Apple continues to find itself in hot water over its decision to support strict copy protection standards with its new line of Macbooks. Owners of the new generation of Macbooks and Macbook Pros were up in arms last week about the fact that HD movies bought at the iTunes store wouldn’t show up on many external displays, such as LCD screens or digital projectors. Instead, users were greeted by a warning that their displays were “not authorized to play protected movies.”
Apple reacted to the brouhaha this week with a Quicktime update that disabled the copy protection scheme. That apparently wasn’t enough to appease the Free Software Foundation (FSF). The open source advocacy organization just started a holiday-themed “35 Days against DRM” campaign that attempts to point out flaws of consumer electronics with DRM support and dissuade shoppers from buying them, one device a day. Think of it as an advent calendar from the Church of Linux, if you will. Apple’s new Macbooks have the dubious honor of being featured on the campaign’s very first day.

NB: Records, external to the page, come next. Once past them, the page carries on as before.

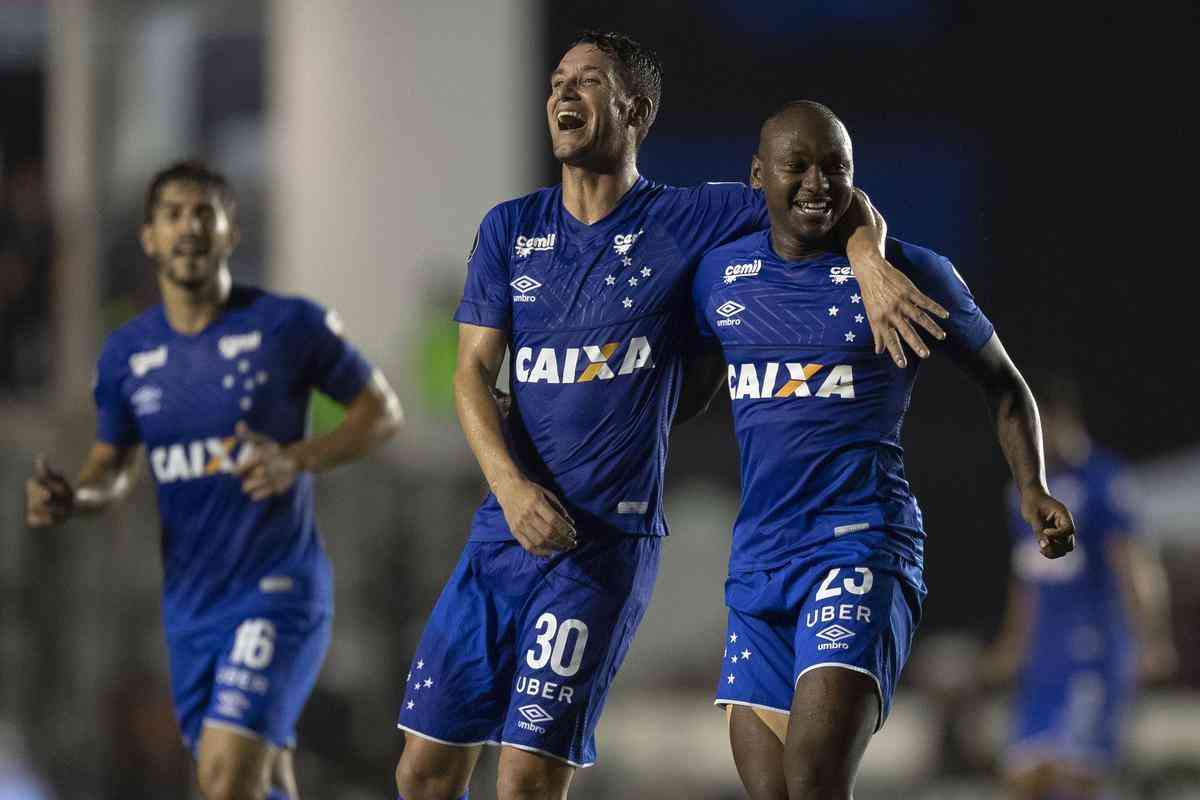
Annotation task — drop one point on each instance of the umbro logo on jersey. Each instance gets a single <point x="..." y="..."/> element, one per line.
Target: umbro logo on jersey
<point x="581" y="365"/>
<point x="527" y="245"/>
<point x="727" y="310"/>
<point x="623" y="242"/>
<point x="143" y="362"/>
<point x="839" y="275"/>
<point x="735" y="271"/>
<point x="147" y="401"/>
<point x="525" y="284"/>
<point x="779" y="380"/>
<point x="237" y="343"/>
<point x="833" y="636"/>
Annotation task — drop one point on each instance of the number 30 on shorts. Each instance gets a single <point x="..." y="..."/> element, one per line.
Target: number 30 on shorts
<point x="553" y="643"/>
<point x="855" y="585"/>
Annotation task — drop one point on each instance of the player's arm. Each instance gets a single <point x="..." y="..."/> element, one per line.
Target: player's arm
<point x="537" y="517"/>
<point x="1014" y="415"/>
<point x="106" y="479"/>
<point x="1143" y="585"/>
<point x="893" y="302"/>
<point x="703" y="374"/>
<point x="1006" y="654"/>
<point x="371" y="417"/>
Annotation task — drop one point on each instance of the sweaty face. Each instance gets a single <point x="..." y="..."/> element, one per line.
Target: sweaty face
<point x="807" y="170"/>
<point x="586" y="107"/>
<point x="190" y="234"/>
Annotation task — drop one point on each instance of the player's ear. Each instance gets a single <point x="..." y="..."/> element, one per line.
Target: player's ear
<point x="145" y="235"/>
<point x="640" y="109"/>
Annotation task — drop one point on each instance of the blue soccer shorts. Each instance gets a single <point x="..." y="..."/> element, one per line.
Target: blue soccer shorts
<point x="1071" y="714"/>
<point x="252" y="674"/>
<point x="521" y="650"/>
<point x="843" y="605"/>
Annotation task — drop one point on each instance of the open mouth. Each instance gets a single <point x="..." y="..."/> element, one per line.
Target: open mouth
<point x="815" y="208"/>
<point x="569" y="120"/>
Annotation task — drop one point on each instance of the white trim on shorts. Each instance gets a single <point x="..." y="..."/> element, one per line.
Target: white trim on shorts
<point x="214" y="722"/>
<point x="443" y="741"/>
<point x="721" y="702"/>
<point x="545" y="752"/>
<point x="879" y="687"/>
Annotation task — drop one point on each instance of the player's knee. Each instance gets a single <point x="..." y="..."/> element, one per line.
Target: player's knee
<point x="528" y="781"/>
<point x="418" y="781"/>
<point x="226" y="779"/>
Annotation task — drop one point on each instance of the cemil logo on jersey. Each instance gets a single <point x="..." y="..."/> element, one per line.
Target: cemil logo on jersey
<point x="525" y="284"/>
<point x="792" y="380"/>
<point x="839" y="275"/>
<point x="727" y="310"/>
<point x="735" y="271"/>
<point x="581" y="365"/>
<point x="527" y="245"/>
<point x="623" y="242"/>
<point x="148" y="400"/>
<point x="201" y="458"/>
<point x="235" y="344"/>
<point x="143" y="362"/>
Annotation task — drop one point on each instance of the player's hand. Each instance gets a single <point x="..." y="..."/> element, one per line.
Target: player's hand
<point x="893" y="306"/>
<point x="267" y="469"/>
<point x="537" y="518"/>
<point x="1051" y="522"/>
<point x="49" y="498"/>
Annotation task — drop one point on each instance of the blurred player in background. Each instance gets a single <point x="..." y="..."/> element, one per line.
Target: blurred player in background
<point x="825" y="589"/>
<point x="586" y="284"/>
<point x="1079" y="632"/>
<point x="215" y="383"/>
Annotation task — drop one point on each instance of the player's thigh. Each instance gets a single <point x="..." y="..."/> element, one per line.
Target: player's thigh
<point x="834" y="713"/>
<point x="432" y="769"/>
<point x="756" y="738"/>
<point x="525" y="775"/>
<point x="233" y="763"/>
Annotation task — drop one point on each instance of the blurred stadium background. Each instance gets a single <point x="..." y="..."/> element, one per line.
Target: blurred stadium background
<point x="1035" y="146"/>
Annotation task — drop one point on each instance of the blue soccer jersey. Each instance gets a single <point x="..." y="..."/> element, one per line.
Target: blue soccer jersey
<point x="1077" y="678"/>
<point x="181" y="396"/>
<point x="598" y="320"/>
<point x="817" y="414"/>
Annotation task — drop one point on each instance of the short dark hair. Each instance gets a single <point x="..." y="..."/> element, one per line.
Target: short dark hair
<point x="191" y="172"/>
<point x="639" y="65"/>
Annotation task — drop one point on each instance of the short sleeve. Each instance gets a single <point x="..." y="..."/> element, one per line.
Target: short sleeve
<point x="486" y="296"/>
<point x="967" y="329"/>
<point x="717" y="214"/>
<point x="333" y="365"/>
<point x="114" y="421"/>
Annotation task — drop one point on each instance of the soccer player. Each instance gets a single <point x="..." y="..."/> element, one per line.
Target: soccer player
<point x="1080" y="631"/>
<point x="586" y="284"/>
<point x="215" y="384"/>
<point x="825" y="587"/>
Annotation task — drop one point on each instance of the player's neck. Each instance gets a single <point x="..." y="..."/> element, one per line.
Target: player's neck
<point x="190" y="311"/>
<point x="591" y="196"/>
<point x="793" y="248"/>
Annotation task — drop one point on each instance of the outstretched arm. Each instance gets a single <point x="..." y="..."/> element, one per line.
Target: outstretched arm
<point x="893" y="304"/>
<point x="371" y="417"/>
<point x="106" y="477"/>
<point x="1015" y="417"/>
<point x="537" y="517"/>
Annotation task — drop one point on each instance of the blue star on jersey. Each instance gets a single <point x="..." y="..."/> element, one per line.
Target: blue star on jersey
<point x="816" y="411"/>
<point x="181" y="396"/>
<point x="598" y="323"/>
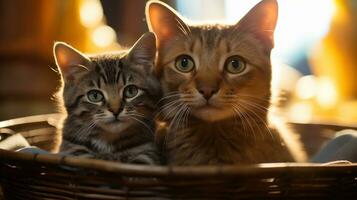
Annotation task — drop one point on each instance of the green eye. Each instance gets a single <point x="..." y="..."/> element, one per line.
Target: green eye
<point x="235" y="65"/>
<point x="95" y="96"/>
<point x="131" y="91"/>
<point x="184" y="63"/>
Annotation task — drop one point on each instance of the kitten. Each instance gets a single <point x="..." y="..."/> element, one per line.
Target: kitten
<point x="216" y="84"/>
<point x="109" y="101"/>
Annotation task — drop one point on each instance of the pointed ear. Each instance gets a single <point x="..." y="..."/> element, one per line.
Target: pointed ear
<point x="144" y="50"/>
<point x="261" y="21"/>
<point x="164" y="21"/>
<point x="70" y="61"/>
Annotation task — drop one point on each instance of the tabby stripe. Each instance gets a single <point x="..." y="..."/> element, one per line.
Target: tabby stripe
<point x="105" y="80"/>
<point x="98" y="83"/>
<point x="76" y="102"/>
<point x="118" y="76"/>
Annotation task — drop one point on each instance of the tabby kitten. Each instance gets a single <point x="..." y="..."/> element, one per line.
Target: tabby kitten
<point x="216" y="84"/>
<point x="109" y="101"/>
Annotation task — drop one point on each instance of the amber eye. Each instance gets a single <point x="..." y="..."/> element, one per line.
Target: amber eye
<point x="95" y="96"/>
<point x="235" y="65"/>
<point x="131" y="91"/>
<point x="184" y="63"/>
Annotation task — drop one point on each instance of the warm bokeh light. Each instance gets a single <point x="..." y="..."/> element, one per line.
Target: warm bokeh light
<point x="91" y="13"/>
<point x="103" y="36"/>
<point x="306" y="87"/>
<point x="301" y="112"/>
<point x="326" y="94"/>
<point x="300" y="23"/>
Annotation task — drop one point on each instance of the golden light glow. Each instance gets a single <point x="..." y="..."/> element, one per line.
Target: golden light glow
<point x="301" y="112"/>
<point x="91" y="13"/>
<point x="104" y="36"/>
<point x="326" y="94"/>
<point x="306" y="87"/>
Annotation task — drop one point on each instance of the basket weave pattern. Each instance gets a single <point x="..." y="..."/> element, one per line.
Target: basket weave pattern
<point x="31" y="176"/>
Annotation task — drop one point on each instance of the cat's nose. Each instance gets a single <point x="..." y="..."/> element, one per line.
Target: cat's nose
<point x="207" y="92"/>
<point x="115" y="112"/>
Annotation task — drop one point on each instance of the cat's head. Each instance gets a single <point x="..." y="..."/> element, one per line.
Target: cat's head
<point x="110" y="91"/>
<point x="215" y="70"/>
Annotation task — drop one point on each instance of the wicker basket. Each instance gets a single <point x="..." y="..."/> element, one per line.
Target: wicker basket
<point x="29" y="176"/>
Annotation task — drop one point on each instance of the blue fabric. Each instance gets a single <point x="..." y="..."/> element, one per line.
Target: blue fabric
<point x="342" y="147"/>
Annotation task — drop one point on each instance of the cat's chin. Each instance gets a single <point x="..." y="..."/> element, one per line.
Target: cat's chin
<point x="211" y="114"/>
<point x="114" y="126"/>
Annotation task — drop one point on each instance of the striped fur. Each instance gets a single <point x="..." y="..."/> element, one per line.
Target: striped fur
<point x="214" y="116"/>
<point x="117" y="128"/>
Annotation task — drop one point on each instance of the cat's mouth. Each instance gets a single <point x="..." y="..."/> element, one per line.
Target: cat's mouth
<point x="210" y="113"/>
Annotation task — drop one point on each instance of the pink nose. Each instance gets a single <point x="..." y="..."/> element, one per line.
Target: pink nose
<point x="207" y="92"/>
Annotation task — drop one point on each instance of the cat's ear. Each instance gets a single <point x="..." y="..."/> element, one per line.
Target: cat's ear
<point x="71" y="62"/>
<point x="164" y="21"/>
<point x="144" y="50"/>
<point x="261" y="20"/>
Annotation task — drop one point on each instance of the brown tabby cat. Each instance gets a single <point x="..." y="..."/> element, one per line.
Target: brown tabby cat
<point x="216" y="84"/>
<point x="109" y="101"/>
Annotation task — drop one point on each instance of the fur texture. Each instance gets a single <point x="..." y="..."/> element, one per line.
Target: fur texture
<point x="109" y="101"/>
<point x="216" y="84"/>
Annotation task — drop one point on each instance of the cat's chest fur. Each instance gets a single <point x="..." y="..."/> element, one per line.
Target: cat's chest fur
<point x="225" y="143"/>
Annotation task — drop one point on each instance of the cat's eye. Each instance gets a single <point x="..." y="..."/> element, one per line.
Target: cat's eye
<point x="95" y="96"/>
<point x="184" y="63"/>
<point x="235" y="65"/>
<point x="131" y="91"/>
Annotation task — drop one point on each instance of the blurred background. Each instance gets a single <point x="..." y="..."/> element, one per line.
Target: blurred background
<point x="314" y="60"/>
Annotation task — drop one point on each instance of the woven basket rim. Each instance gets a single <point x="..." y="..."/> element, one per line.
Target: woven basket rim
<point x="181" y="171"/>
<point x="163" y="171"/>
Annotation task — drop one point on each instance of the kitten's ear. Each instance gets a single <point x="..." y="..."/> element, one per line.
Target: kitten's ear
<point x="164" y="21"/>
<point x="144" y="50"/>
<point x="70" y="61"/>
<point x="261" y="20"/>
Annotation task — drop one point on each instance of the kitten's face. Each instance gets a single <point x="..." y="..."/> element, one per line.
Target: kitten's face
<point x="216" y="71"/>
<point x="112" y="92"/>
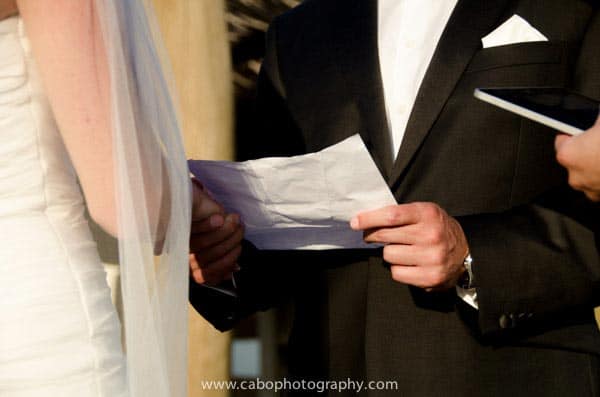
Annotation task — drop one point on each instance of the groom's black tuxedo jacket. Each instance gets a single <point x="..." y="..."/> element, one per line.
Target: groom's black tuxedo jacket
<point x="533" y="239"/>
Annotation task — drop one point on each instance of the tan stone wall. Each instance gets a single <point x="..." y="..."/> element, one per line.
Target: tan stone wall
<point x="196" y="39"/>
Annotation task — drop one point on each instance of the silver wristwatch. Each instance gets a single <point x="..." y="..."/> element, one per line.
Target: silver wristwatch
<point x="466" y="280"/>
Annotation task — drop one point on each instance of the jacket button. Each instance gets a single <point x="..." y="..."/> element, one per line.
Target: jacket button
<point x="504" y="321"/>
<point x="508" y="321"/>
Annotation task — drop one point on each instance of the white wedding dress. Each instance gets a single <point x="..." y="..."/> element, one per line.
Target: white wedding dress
<point x="59" y="332"/>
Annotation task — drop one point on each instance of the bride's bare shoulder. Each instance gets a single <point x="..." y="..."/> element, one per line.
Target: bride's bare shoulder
<point x="8" y="8"/>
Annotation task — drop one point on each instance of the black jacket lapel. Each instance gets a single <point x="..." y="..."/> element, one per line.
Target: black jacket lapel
<point x="471" y="20"/>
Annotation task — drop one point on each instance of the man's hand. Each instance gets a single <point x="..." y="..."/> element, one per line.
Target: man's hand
<point x="215" y="242"/>
<point x="580" y="155"/>
<point x="424" y="245"/>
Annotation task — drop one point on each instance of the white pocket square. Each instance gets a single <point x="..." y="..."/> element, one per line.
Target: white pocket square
<point x="514" y="30"/>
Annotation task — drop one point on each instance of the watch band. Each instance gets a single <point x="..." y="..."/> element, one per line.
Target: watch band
<point x="466" y="280"/>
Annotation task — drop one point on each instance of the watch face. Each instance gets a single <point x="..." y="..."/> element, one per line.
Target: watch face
<point x="464" y="281"/>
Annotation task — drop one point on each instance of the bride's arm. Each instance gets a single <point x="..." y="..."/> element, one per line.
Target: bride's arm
<point x="68" y="46"/>
<point x="7" y="8"/>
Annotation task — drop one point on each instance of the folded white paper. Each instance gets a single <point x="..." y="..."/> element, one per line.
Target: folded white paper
<point x="300" y="202"/>
<point x="514" y="30"/>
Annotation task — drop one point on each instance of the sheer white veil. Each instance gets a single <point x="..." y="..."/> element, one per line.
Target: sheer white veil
<point x="153" y="199"/>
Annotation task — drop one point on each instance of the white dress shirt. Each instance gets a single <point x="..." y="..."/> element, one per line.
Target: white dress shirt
<point x="408" y="34"/>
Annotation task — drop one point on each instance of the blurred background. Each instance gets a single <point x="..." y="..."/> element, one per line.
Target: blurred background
<point x="223" y="43"/>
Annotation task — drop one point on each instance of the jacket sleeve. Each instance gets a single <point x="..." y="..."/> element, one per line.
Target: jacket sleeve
<point x="265" y="278"/>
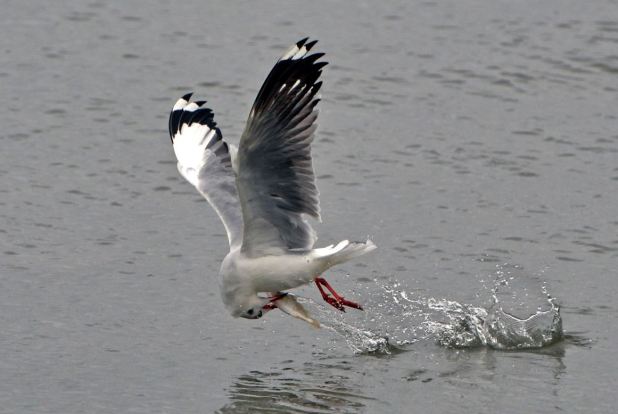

Apple isn’t the only company that limits the playback of HD content on external displays. In fact, there is a whole standard for this type of DRM that goes by the name “High-bandwidth Digital Content Protection,” or HDCP. The idea is to make it impossible to capture and record HD signals in order to make unprotected copies with the help of a secondary computer or a similar device. HDCP aims to stop such recordings by encrypting the video signal in such a way that it can only be accessed by HDCP-compliant displays.
HDCP is part of a bigger scheme to protect Hollywood’s HD content all the way from the sale to the actual viewing experience. Of course, all of this only makes sense if the movies in question are copy-protected in the first place. Apple’s new Macbooks only prevented the playback of DRM-protected movies and TV shows downloaded from the iTunes store. Users that got their HD flicks for free from torrent sites are still able to view them with any external projector or display of their choosing.
The FSF chose to ignore this obvious loophole when it took a stance against Macbooks, and Apple’s disabling of HDCP obviously makes the FSF’s claims look even more dubious. Then again, it’s questionable whether the pledge of a few dedicated Ubuntu users not to buy machines designed to run OS X is going to make any difference.
But DRM foes do have a point in keeping Apple on their watch list. The fact that the company disabled support for HDCP doesn’t mean it won’t be supported again sometime in the future. If anything, the whole affair is a lesson that DRM-protected content always comes with strings attached: Buy a locked-down movie today, just know there’s no guarantee it will play on your device tomorrow.